Unsheltered homeless individuals are at an increased risk of contracting diseases like hepatitis, typhoid and other ailments, said Adrian Covert, one of the authors of the comprehensive report that was requested by Kaiser, a major regional health care provider that said last year it would spend $200 million to help eliminate homelessness nationwide.

Lawmakers, health care workers and homeless advocates continue to grapple with ways to try to reduce the number of the region’s homeless. Wednesday’s report follows a U.S. Department of Housing and Urban Development report in December that said Sonoma County had one of biggest homeless populations in the country among largely suburban communities. Local and state leaders have touted efforts to help get people off the streets, but it’s clear from the regional and U.S. reports that more needs to be done to curtail homelessness.

“We’ve seen the homeless population grow in six years, despite the Bay Area having record economic growth, so this shouldn’t have happened,” Covert said.

The Bay Area Council’s homeless report is based on a year of research that included interviews with health care leaders and is the first to focus on homelessness in the Bay Area. The public policy organization collaborated with management consulting firm McKinsey & Co. to draft the report.

“Understanding the full scope and nature of the homeless problem is critical to solving the problem,” Kaiser’s Chairman and CEO Bernard Tyson said.

The report also found that compared to other cities across the U.S., the Bay Area’s homeless population is disproportionately comprised of single, male minorities older than 25 and is mostly longtime residents.

Investment in permanent housing for the homeless and stemming the flow of new homeless people were recommended in the report as the best ways to gain traction on tackling the challenge.

Jenny Abramson, homeless services manager with the Sonoma County Community Development Commission, said that at the county level there has been a decline in housing for homeless people over the past 12 years, and that the state only recently started to take notice of the issues related to homelessness.

“There is no constant funding stream for shelters or permanent housing,” Abramson said.

She said a regional approach is critical to solving the growing homeless crisis, particularly in Sonoma County, since the overheated housing market has an effect on the wider Bay Area.

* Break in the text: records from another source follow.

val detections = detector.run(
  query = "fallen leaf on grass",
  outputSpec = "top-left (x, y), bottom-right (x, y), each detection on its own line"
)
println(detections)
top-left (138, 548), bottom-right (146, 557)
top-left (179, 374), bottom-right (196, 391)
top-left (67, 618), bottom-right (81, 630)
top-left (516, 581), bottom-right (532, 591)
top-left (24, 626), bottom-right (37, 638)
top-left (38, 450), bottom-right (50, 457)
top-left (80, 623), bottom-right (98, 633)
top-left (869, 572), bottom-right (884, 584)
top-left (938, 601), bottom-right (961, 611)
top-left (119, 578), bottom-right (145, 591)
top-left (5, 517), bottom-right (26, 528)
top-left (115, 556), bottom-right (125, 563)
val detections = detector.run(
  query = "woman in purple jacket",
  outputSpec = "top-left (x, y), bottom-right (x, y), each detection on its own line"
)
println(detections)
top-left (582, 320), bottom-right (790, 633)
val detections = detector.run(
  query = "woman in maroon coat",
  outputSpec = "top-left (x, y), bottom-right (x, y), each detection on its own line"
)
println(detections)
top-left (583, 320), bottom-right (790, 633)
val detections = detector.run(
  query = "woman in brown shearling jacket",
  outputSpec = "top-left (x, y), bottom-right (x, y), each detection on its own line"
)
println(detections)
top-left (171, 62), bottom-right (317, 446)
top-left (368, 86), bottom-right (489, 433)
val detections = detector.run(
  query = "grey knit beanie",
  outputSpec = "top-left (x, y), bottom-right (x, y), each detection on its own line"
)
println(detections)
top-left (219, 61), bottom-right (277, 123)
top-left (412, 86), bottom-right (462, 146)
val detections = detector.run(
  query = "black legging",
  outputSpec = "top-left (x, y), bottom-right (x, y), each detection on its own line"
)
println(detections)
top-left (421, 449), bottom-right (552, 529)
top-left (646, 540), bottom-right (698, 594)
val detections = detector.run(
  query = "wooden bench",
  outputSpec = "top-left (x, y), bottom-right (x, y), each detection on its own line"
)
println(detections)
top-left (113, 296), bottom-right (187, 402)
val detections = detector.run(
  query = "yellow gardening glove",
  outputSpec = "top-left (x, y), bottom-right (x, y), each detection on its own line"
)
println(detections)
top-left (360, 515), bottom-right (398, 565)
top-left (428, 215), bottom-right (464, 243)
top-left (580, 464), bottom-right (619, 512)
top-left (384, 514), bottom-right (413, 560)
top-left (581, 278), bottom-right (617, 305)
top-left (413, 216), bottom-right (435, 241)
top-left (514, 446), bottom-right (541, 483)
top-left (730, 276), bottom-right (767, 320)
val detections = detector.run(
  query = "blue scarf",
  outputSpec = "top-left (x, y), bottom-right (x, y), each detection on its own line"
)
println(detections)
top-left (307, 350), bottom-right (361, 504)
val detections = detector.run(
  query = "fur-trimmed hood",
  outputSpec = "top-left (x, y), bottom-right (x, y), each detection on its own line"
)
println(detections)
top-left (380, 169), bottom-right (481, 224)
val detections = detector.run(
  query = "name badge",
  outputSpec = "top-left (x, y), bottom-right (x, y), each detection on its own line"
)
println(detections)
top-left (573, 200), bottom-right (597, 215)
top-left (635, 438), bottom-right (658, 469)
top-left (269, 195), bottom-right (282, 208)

“Statewide we have not taken this seriously until last year that we finally got engaged in homelessness as a planning and policy level,” Abramson said. “It is the first time that we have had the chance to even think about addressing the scale of what’s really needed.”

Abramson said with Gov. Gavin Newsom taking on homelessness as one of his flagship issues things have begun to shift in a positive direction.

Newsom in March announced a push for an additional $500 million to build shelters and to add more homeless services.

This was two months after he proposed spending $1.75 billion to build homes statewide for low-income and working-class residents.

Jennielynn Holmes of Catholic Charities of Santa Rosa said she was impressed by the Bay Area council’s homeless report, calling it the best collective look at the region’s homelessness dilemma she’s seen in more than 10 years.

“The fact that they painted homelessness as the crisis that it is, us having the third-largest homelessness population in the nation, is something we should be both saddened and alarmed by,” said Holmes, director of shelter and housing for Catholic Charities.

She hopes people will pay close attention to one particular number in the report - that 60% of homeless people in the Bay Area have lived in their home county for more than a decade.

“Housing is the only way we are going to solve it,” Holmes said. “We need to enhance our existing systems and really invest in them and build on them as well.”

Covert, a co-author of the report, said copies of it were delivered to leaders in each of the nine counties in the Bay Area and to Newsom’s office in Sacramento. He hopes this will put greater pressure on local and state leaders to take a more regional approach toward resolving this quandary.

“This is a Bay Area-wide problem and you can’t solve it from any one city or county,” he said.